School of Cultural Studies & Humanities

0113 81 23361 H.Shore@leedsbeckett.ac.uk

About Dr Heather Shore

Heather's most recent book is London's Criminal Underworlds, c. 1720 - c. 1930: A Social and Cultural History (Palgrave Macmillan, 2015).This major research monograph explores changing ideas about the criminal underworld from the early eighteenth until the early twentieth century. It builds on the research she has previously done into individual criminals and organised crime gangs, providing a framework to explore contemporary understandings of habitual and serious criminality.

Her first book, Artful Dodgers: Youth and Crime in Early Nineteenth Century London (Boydell, 1999) focussed on juvenile crime in the early nineteenth-century metropolis. The book has been very favourable reviewed and remains a key text for students studying the historical development of juvenile justice in Britain. She has also co-edited two collections of essays and published in major history journals such as Social History and Twentieth Century British History.

Current Teaching

  • Conmen and Cutpurses: Criminal Lives in the Old Bailey, c. 1672 – c. 1834 (History, Yr 3)
  • Watching the Detectives: Representations of Crime and Policing, c. 1850 to c. 1930 (English and History, Yr 2)
  • Underworlds: Representations of Crime, Police and Criminals, c. 1700 – c. 1945 (MA Social History)

Research Interests

Heather has most recently been working on a research project with crime historians Barry Godfrey (Liverpool) and Pam Cox (Essex) on the long term impact of 19th and 20th century youth justice interventions. The project uses digitised historical data to establish 'what happened next' to a large cohort of delinquent, difficult and destitute children passing through England's early youth justice systems.
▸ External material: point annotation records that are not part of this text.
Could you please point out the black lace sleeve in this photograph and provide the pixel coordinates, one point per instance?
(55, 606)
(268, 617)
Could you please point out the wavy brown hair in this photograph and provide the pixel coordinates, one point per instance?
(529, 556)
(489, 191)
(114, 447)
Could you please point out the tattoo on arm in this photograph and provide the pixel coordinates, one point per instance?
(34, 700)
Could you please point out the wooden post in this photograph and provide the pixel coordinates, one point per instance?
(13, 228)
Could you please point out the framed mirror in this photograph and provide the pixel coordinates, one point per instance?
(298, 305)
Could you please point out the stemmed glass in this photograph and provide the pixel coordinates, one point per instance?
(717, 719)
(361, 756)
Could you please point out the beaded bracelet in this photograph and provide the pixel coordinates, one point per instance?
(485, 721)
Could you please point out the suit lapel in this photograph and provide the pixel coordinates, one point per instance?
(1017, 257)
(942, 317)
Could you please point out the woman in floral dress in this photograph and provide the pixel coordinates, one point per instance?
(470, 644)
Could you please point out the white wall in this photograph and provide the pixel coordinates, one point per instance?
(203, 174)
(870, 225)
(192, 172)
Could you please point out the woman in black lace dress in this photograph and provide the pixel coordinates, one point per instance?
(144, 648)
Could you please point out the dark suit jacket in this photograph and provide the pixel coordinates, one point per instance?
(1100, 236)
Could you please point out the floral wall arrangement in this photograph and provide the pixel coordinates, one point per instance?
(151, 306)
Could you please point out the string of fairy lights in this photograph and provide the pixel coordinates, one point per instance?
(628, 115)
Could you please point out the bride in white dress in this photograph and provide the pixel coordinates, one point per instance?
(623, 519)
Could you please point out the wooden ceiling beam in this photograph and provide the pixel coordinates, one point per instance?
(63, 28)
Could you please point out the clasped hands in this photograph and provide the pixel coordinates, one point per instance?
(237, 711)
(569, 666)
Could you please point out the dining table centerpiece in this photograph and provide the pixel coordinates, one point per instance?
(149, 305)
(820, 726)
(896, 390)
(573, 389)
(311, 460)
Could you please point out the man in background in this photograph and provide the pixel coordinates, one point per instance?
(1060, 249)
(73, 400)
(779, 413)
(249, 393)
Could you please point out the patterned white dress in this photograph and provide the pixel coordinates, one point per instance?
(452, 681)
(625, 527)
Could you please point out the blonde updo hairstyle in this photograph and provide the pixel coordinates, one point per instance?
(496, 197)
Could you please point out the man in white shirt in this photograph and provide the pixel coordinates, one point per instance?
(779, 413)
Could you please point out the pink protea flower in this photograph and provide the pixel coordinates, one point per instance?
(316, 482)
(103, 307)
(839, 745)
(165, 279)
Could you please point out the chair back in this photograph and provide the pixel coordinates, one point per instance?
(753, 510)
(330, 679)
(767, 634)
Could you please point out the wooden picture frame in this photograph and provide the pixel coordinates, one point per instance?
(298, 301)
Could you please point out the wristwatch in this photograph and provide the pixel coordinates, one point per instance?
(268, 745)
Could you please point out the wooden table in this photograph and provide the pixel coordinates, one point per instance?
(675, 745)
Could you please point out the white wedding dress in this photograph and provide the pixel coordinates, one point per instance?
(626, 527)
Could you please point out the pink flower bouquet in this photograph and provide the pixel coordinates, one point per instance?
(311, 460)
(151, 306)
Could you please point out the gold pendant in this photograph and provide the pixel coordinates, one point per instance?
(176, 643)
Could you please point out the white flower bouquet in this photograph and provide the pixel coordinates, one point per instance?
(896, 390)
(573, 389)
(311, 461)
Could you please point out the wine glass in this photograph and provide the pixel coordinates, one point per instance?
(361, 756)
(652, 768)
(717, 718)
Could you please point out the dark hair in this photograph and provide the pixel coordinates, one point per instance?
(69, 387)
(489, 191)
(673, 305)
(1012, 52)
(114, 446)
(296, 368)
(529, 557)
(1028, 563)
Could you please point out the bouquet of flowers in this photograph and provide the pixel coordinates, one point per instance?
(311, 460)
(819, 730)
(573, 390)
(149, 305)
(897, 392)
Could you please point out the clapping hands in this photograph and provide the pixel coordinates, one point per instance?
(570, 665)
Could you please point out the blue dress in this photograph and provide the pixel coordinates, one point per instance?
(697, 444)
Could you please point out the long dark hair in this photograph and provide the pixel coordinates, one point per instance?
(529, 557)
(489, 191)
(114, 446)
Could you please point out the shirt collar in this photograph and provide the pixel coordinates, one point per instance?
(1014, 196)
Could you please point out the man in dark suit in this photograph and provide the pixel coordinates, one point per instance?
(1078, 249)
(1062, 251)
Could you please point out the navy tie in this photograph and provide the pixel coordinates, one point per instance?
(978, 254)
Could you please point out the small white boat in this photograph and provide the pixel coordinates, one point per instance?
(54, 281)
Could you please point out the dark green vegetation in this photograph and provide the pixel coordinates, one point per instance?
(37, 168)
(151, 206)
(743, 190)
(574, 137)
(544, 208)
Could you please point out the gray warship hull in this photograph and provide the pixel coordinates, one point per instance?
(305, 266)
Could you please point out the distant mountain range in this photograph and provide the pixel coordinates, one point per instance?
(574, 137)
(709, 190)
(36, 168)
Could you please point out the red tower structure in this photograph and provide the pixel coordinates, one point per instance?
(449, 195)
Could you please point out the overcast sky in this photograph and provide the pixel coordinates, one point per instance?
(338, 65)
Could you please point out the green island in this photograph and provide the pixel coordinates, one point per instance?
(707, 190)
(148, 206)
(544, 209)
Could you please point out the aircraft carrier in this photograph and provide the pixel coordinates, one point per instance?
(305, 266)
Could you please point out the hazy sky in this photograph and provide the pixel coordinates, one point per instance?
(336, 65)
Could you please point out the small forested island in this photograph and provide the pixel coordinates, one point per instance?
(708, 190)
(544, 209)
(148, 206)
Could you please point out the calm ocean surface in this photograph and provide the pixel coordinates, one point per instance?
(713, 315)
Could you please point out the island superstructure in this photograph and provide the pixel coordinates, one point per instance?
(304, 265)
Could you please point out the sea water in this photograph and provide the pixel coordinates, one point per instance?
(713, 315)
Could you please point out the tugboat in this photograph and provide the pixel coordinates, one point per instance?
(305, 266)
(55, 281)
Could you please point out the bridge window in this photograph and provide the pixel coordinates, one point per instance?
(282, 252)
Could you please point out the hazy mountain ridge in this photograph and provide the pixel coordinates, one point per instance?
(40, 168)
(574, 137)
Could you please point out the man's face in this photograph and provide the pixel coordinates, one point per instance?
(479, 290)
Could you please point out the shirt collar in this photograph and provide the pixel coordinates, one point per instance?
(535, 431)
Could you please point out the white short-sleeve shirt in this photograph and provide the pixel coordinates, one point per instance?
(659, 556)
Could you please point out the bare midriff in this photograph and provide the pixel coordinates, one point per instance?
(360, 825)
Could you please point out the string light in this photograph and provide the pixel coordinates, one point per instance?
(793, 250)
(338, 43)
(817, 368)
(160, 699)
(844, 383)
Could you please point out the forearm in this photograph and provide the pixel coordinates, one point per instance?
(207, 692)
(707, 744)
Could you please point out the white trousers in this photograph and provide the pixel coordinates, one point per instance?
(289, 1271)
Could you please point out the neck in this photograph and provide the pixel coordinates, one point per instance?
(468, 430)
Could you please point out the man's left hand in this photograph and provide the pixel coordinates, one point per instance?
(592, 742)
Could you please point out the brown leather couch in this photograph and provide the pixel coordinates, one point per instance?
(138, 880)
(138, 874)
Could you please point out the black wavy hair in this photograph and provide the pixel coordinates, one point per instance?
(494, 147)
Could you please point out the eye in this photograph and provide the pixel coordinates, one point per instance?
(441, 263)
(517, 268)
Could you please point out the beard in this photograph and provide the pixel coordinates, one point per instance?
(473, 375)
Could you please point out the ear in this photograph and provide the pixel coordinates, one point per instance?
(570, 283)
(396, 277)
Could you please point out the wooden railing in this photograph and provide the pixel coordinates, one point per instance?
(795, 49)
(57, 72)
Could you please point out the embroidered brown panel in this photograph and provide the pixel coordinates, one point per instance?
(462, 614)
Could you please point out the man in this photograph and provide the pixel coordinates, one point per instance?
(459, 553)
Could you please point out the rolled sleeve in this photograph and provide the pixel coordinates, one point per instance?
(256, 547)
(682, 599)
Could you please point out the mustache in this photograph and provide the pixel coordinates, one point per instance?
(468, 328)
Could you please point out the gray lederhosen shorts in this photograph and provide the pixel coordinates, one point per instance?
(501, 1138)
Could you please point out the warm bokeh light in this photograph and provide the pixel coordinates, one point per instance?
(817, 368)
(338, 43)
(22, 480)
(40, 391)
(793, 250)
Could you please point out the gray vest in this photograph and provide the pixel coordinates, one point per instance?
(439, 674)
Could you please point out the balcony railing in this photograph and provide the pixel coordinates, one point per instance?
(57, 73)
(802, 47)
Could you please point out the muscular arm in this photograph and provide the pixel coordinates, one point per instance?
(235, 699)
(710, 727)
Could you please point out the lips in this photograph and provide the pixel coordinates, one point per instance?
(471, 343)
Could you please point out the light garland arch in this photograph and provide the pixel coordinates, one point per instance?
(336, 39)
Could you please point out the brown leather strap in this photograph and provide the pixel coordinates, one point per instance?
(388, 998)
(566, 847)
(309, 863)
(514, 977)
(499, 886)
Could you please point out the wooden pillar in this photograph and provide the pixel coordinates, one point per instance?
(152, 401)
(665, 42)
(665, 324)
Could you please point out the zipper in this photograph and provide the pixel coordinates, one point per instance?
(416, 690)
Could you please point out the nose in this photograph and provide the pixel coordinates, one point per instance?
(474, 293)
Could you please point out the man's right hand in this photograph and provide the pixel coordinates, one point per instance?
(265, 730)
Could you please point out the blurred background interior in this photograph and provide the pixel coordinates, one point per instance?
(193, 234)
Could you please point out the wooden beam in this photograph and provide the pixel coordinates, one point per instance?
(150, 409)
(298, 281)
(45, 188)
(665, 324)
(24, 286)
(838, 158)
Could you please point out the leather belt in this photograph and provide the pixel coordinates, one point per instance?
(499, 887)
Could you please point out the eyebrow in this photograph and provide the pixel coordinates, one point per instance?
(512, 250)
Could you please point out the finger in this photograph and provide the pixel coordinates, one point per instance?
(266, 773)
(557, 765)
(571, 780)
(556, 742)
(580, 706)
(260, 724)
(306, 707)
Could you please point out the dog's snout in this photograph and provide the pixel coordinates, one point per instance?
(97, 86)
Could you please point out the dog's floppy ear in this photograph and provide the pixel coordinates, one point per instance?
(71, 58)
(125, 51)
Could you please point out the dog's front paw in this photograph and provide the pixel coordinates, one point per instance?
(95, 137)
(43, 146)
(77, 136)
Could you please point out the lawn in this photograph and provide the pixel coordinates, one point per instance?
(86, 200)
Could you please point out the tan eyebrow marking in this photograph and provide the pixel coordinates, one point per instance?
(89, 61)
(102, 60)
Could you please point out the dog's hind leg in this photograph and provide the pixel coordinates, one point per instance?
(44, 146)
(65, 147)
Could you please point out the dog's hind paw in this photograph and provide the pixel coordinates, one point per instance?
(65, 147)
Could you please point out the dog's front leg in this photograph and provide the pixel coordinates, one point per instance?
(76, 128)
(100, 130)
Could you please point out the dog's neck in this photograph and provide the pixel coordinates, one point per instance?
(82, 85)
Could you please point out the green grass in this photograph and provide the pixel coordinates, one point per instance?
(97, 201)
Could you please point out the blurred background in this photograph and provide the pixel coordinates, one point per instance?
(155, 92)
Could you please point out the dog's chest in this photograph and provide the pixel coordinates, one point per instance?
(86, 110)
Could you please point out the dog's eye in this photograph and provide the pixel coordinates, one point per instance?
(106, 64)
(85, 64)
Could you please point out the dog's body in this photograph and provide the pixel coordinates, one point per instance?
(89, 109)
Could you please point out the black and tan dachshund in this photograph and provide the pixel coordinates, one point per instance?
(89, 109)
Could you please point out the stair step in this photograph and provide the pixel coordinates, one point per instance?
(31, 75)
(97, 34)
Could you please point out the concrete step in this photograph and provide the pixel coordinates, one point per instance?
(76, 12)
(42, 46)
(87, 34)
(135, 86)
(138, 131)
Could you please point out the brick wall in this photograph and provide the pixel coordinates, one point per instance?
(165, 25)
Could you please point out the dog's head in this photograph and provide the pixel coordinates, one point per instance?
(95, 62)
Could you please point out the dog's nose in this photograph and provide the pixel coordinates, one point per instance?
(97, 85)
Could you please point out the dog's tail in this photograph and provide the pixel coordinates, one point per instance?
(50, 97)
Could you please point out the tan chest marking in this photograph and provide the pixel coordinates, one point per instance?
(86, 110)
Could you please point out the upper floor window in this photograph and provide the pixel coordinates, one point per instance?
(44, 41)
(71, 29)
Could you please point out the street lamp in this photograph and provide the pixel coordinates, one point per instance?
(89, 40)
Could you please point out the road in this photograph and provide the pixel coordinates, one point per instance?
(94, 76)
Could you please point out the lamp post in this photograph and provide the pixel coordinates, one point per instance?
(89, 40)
The project has built up a critical history of multi-agency, mixed economy and partnership working within youth justice by examining its networks of charities, local authorities and local employers. It has also raised questions about the uses of historical evidence in contemporary evidence-based policy making. Heather is currently involved with her co-researchers in the writing of a research monograph based on this project, to be published by Oxford University Press.